Monday, 12 June 2017

Hunting Nightjars at dusk





The woodsmen of the Sussex Weald walked out of the trees long ago now, taking their coppicing tools and charcoal burners with them and leaving their woodland clearings to the relentless green succession. This Wealden wood is a remnant of the great Andredesweald forest of the South Saxons – Lindhersse to the Normans, who gifted it to Battle Abbey and rechristened it The Abbot’s Wood. Banks and ditches and great marker trees offer clues to the antiquity of the place. The Forestry Commission is the current steward of the trees. Dark conifer plantations have been felled and replanted with native broadleaved oak and hornbeam interspersed with hazel, sallow and birch. Dormice and Pearl-bordered Fritillaries are two species who benefit. We are visiting this twilight to find another: the fern owl, goatsucker, dor-hawk of country folk; Caprimulgus europaeus to science; the nightjar.

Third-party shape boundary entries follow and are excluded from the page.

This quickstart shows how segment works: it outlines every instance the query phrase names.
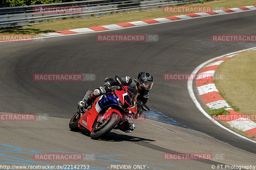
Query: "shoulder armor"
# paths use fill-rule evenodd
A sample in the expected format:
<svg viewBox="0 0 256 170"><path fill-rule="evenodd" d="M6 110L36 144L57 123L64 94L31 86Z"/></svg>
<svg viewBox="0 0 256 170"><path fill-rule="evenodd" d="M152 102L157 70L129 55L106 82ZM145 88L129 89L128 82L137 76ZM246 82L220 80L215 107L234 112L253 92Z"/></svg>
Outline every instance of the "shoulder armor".
<svg viewBox="0 0 256 170"><path fill-rule="evenodd" d="M129 82L129 80L130 79L130 78L129 76L126 76L125 77L125 81L126 83L128 83Z"/></svg>

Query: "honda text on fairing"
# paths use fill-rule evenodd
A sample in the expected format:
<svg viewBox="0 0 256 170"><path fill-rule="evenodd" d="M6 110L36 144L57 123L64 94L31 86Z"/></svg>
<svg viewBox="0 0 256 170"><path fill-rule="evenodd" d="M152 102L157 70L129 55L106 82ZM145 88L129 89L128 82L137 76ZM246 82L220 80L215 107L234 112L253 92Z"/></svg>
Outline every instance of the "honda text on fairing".
<svg viewBox="0 0 256 170"><path fill-rule="evenodd" d="M83 130L90 133L92 138L98 138L120 126L124 119L132 117L137 113L137 104L149 111L147 106L137 102L139 92L136 88L123 86L117 76L115 79L118 86L113 87L108 93L97 97L87 109L78 106L77 112L69 122L71 130ZM91 92L88 90L82 100Z"/></svg>

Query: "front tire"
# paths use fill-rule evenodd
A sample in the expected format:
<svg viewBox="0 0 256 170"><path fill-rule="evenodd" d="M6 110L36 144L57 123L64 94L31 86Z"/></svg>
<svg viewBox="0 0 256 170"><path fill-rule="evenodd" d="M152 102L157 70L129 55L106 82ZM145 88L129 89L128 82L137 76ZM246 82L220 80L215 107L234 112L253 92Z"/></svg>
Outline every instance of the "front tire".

The sun has set; the full moon has risen but cannot yet be seen above or through the encircling trees. A breezy day has beclamed and the hazy sky softly glows in a palette of pastel shades. With a growing sense of expectation, we step into the gloaming. There is light enough to spot warblers and thrushes still feeding their nestlings. A great-spotted woodpecker emerges from the trees. Moths rise earlier here; I follow Agapeta hamana until it settles, Cochylis lacunana too.

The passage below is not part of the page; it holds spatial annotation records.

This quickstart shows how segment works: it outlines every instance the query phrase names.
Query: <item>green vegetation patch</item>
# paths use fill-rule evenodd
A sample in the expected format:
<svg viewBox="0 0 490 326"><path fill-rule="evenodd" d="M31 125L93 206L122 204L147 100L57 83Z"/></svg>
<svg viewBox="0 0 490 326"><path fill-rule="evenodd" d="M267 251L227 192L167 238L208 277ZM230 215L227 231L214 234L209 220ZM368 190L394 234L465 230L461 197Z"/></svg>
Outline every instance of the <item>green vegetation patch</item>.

We zig-zag our way along narrow woodland rides until a gap opens out into a wide clear-felled area. Blackbirds, song thrushes, nightingales call across territories; distant corvids pass; gulls make their easy glide coastbound. Low cloud is hugging the downs and the weather there is less clement there than here. I give silent thanks. We meditate to the thrushes’ poker song (I'll take your notes and raise you something slightly more complex. Well I'll take yours and do the same). From above and behind our right shoulders a large, silent silhouette glides across us. Its long tapered wings, an underside speckled white and dark, the unmistakably-shaped face. Our first nightjar – a female – appears and is gone almost before we know it. The time is not much after nine. Low to the south the small full moon is glowing through a wash of gossamer cloud.

In the distance the churring call of one or more nightjars waxes and wanes, undulates, stops, begins again. It is almost a growl. The name: nightjar; I cannot help but hear the woodsmen of old call the beast noightchurr as they made their way home from the clearing, leaving the gloaming beasts to the tightening murk. It is their time of day, not ours. No wonder it's the stuff of myth, a beast that sucks the milk of goats. Sometimes it's too dark to tell what the truth is.

The appeal of this bird skulks in the twilight, the enigmatic hour of shifting shadows, wherein mysterious beasts lurk. Winter is spent in Africa, south of the Sahara. A recent study found that British nightjars migrate to and from the Congo. It is close to ten now and we begin making our way home.

The path is a black ribbon. Dark clods plop around us in the murk, small toads on closer inspection. Approaching home we are diverted by screeches from a large oak which splays its branches above the path. They are tawny owlets, two of them. Close by and louder, the churring resumes in a clearing behind the big oak. One, then two or more churrs pulsate through the air before trailing off into silence, then a wing-clap, then the silhouettes of a first, second and third nightjar swoop around us. It's a perfect coda.